To preface a little, we were living in a space where my husband and I had to share a room with our son. We were fortunate enough to have circumstances change recently that allowed us to have an extra room that our son could take over. It’s not that I wanted to keep our son from having his own room for so long (let’s face it, I loved having his crib right next to my side of the bed). We were able to make this decision based on a number of factors and have been able to make the transition a smooth one for baby.
I’ve created some tips for others looking for information on when to transition baby to their own room, plus I’ve included some items we invested in to help make this a smoother process. Please note that this information is based on my experiences and should not be used to replace advice given by a doctor/pediatrician. My son’s pediatrician agreed that he was healthy and could have his own room.
1. When do you know baby is ready?
I’ve researched this topic and have found several sides to this story. I’ve seen people suggesting to put baby in their own room from day one, people waiting until baby is six months, people waiting until baby’s first birthday, and so on. Basically, whenever you decide it’s the best thing for your family then that’s the best time to do it.
2. Are Mommy and Daddy ready for this?
As a mom, this was probably harder on me than it was on my son and my husband. All the things ran through my mind about the separation: Will he be okay? What happens if he needs me? What if something happens that I can’t hear? What if this and what if that…? All the torturous questions had my mind spinning and racing. However, I had to realize that it was the best thing for us to do at the time. Slowly letting go is harder to do than it seems!
3. Is baby able to self-soothe him/herself back to sleep?
This was a big thing for us. My son is not at all the best sleeper. In fact, he had not slept through the night from day one up until around 13 months old (and even then, he still wakes at least once per night some nights). I had to consider if it was worth having him separate because honestly, who wants to walk around to all parts of the home in the middle of the night to soothe a baby instead of just rolling over to his crib next to your bedside? But, it was a sacrifice we needed to make! We had faith that we had taught our son to trust his environment, trust us, and we made sure he had the necessary items that made him comfortable in his room.
4. Implementing a night light and white noise machine
A gift that we received for our baby shower was this adorable owl nightlight that included music. It displays stars on the wall or ceiling and its belly glows.

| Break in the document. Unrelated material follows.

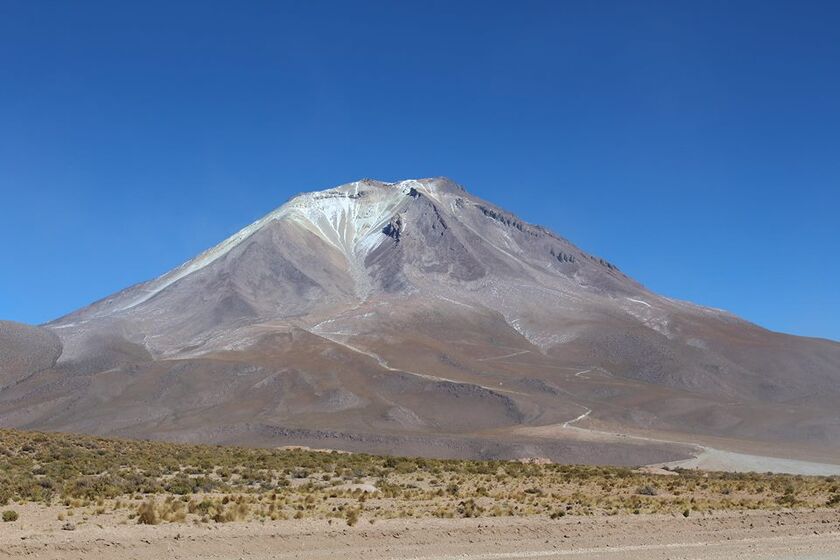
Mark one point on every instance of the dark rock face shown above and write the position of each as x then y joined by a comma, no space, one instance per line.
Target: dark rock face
413,317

Having a night light helped our son to not be afraid of his room when it is dark. A common fear in children is the fear of the dark and this night light took that fear away. Plus, it provides sufficient light in the room for those times that we need to go in there to check on him. The awesome thing about this device is that it also serves as a white noise machine and offers various tunes to choose from.
5. Baby monitor
The next best thing to actually being in the room with baby is having a baby monitor that includes audio and visual monitoring. This baby monitor that we purchased fit our budget and fit our needs. We are able to see our son sleeping peacefully in his crib. The most important thing to me was having a clear picture of him so that I can actually see him breathing without having to go in his room. Because of all SIDS talk, I have grown to be terrified during his first year of life and that is a difficult thing to break even though he is 14 months old now. This monitor also allows me to talk to him when he is upset and soothe him while I’m making my way to his room. I am beyond grateful that we have this device! We even have the option to add on additional cameras later in the event that we have more children.
What are your thoughts on transitioning baby to their own room?
After all the planning, considerations, and preparations we did to ensure this was a smooth transition for our son, I know that not all the advice given here works for each family. What did you do differently? Did any of the above information help your family? Was the transition hard for you to come to terms with like it was for me (or am I just crazy)? Let me know in the comments!